Они сидели у большого стеклянного окна на втором этаже круглосуточного кафе Fresh, которое стояло прямо на Садовом кольце, рядом с министерством иностранных дел. Борис оглянулся вокруг в поисках официанта.
— Похоже, мы с тобой тут одни, — улыбнулся он, наклоняясь к ней.
— Ты знаешь, я очень рада, что мы с тобой тут одни, — она хихикнула.
— Извините, — молодой парень лет двадцати трёх быстро подошел к ним и положил меню на стол, — простите за задержку.
У него была несоразмерно длинная, словно вытянутая голова, которой он будто виновато покачивал.
— Принесите нам чай с чабрецом и, если есть, кю-кю азербайджанский, — сказал Борис, посмотрев на его бейджик, и добавил: — Аслан.
— Чай с чабрецом есть, а кю-кю, к сожалению, нет. Может, что-нибудь другое закажете?
— Ладно. Оставьте нам меню и принесите чай, — Борис взял меню и передал Саре.
— У вас есть омлет? — она отложила меню в сторону, даже не взглянув.
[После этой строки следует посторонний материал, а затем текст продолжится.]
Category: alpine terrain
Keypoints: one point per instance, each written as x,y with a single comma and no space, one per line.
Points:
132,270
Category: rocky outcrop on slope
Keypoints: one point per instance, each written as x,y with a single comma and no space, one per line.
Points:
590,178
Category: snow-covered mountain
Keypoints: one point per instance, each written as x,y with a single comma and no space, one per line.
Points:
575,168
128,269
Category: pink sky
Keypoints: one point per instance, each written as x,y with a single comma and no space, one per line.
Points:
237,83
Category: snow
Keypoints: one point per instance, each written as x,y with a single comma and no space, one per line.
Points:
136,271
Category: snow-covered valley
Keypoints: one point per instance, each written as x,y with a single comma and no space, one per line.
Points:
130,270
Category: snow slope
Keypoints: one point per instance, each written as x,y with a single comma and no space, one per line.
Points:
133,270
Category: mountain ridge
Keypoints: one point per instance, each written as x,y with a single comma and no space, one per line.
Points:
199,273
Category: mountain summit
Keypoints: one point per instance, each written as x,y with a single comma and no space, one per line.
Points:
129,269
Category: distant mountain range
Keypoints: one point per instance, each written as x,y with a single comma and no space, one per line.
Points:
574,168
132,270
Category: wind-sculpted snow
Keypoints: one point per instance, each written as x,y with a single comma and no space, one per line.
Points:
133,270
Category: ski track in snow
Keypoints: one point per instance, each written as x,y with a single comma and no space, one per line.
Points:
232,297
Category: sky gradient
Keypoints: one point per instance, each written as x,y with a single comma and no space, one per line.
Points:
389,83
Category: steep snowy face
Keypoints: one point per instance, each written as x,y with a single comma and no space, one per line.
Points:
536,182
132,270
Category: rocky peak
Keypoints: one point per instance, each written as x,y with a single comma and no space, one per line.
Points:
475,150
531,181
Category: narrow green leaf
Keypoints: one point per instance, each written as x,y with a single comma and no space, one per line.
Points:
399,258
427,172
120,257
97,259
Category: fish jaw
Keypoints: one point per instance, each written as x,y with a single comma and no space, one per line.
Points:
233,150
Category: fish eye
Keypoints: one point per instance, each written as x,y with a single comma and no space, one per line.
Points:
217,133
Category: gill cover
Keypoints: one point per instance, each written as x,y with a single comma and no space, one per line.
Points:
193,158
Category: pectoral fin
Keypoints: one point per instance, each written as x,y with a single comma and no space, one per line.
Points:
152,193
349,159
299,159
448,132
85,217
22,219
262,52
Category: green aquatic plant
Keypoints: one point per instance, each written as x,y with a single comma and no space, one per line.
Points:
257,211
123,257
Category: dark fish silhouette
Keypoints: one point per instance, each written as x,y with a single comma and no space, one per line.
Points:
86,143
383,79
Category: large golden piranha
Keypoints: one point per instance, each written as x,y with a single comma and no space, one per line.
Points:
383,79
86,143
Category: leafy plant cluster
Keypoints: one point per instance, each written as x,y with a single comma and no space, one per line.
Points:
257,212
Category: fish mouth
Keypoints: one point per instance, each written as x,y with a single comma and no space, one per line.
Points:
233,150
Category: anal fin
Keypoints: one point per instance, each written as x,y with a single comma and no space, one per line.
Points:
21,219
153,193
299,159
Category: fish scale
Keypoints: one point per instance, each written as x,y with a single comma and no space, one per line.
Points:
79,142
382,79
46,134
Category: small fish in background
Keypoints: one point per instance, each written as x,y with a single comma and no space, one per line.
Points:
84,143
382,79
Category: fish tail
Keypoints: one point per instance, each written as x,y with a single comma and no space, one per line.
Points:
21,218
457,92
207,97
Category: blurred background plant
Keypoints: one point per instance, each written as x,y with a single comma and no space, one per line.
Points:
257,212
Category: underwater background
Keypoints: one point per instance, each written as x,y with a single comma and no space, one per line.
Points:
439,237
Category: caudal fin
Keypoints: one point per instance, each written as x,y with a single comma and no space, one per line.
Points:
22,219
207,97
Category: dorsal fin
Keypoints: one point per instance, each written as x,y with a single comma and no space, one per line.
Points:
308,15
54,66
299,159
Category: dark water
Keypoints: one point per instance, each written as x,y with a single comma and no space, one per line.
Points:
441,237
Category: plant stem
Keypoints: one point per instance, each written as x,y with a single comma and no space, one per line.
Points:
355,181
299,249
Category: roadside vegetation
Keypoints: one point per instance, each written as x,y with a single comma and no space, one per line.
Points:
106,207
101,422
— Омлет из яиц, сливок и сыра. Подается с тремя тостами, крем-сыром и сливочным маслом, — мигом отозвался Аслан, словно с самого начала ждал этого вопроса.
— Я буду омлет, Борода! Ты тоже?
Очень часто она звала Бориса Бородой. Он отрицательно покачал головой:
— Мне, пожалуйста, принесите блинчики с творогом.
Официант, повторив заказ, торопливо ушёл.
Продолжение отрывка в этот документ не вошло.